In effect, Tether has already become one of the “free banks” envisioned by Selgin and Finney: USDT is no longer a speculative instrument but a currency used for payments and settlement worldwide.
Despite constant criticism, Paolo Ardoino’s company has edged into the heart of the financial system, underscoring the viability of a new DeFi model. Howard Lutnick, a candidate for US commerce secretary and CEO of financial firm Cantor Fitzgerald, is in talks on close co-operation with Tether to launch a lending platform. The idea, outlined so far, is a bitcoin-collateralised credit line—initially $2 billion.
Cantor Fitzgerald is one of roughly two dozen authorised institutions that trade directly with the FRB of New York. It is also the custodian of Tether’s US Treasuries, which anchor USDT’s dollar peg (about $100 billion’s worth).

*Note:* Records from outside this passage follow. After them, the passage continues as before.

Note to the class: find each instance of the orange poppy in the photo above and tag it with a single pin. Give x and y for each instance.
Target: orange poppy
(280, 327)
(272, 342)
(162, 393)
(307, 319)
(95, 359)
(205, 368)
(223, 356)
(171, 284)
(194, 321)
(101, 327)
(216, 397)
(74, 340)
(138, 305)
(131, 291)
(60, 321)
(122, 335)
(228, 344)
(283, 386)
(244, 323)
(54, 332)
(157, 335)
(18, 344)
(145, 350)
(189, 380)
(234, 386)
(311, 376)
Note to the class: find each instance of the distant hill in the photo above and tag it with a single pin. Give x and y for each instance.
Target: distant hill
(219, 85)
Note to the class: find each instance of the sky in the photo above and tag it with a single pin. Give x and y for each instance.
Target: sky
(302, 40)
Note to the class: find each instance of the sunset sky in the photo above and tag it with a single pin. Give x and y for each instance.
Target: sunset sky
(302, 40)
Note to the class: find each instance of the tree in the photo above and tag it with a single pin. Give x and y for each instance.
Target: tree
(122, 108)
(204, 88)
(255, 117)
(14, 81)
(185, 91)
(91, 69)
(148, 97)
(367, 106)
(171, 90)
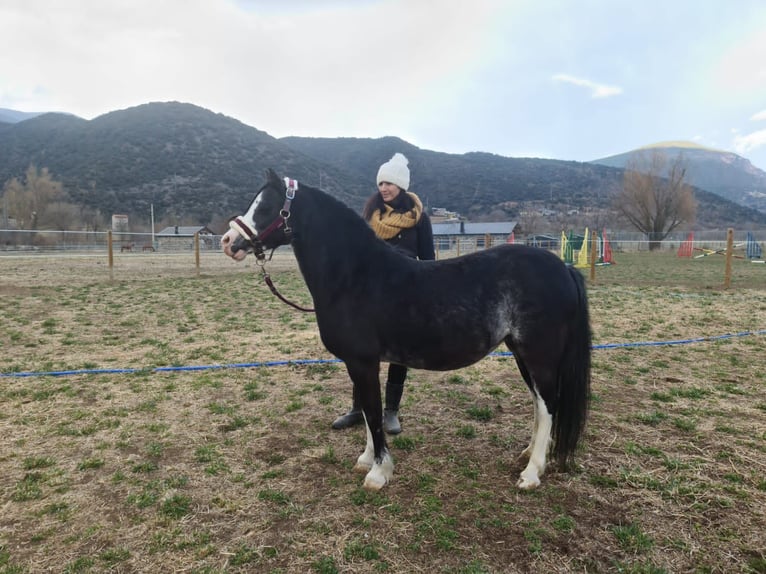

At the end of November, it emerged that Cantor Fitzgerald owns 5% of Tether’s equity. In addition, according to Bloomberg, Lutnick’s son, Brandon, works as a trader at Cantor and previously interned at Tether’s Swiss unit.
All this suggests the trend toward crypto-banking and issuance outside the state’s reach may only strengthen.
How much can bitcoin hold
Given the possibilities of fractional-reserve banking, DeFi capacity on Bitcoin could easily exceed the market capitalisation of gold.
Even rough sums show that synthetic forms of digital gold on Ethereum total around $20 billion across WBTC, cbBTC and L2 bitcoin. That is already about 17% of the entire DeFi market. Add that Tether held more than 75,000 BTC on its balance sheet at end-September 2024, according to its report, and the figure grows further. Add, too, the WBTC locked in contracts—for example, backing DAI.
Thus, even without “live” L2s on Bitcoin, there is roughly $30 billion of TVL in a quasi-“banking” system built on the first cryptocurrency—by the most superficial estimate, and without decentralised exchanges.
Nor is it clear how much actually flows through Liquid Network or which institutions shape that market. In a interview with Forbes, Back mentioned such “hidden” processes. He said the company has already built an accounting system for credit institutions and their clients on Bitcoin; that several US public banks provide capital for such operations; and that there are already “hundreds” of individual and corporate clients.
One of bitcoin’s most prominent institutional backers, Michael Saylor, thinks along similar lines. The MicroStrategy chief noted that big banks such as JPMorgan and Citi could profit by issuing loans collateralised by digital gold. That is not the same as reserving bitcoin, but the direction of travel could prove right.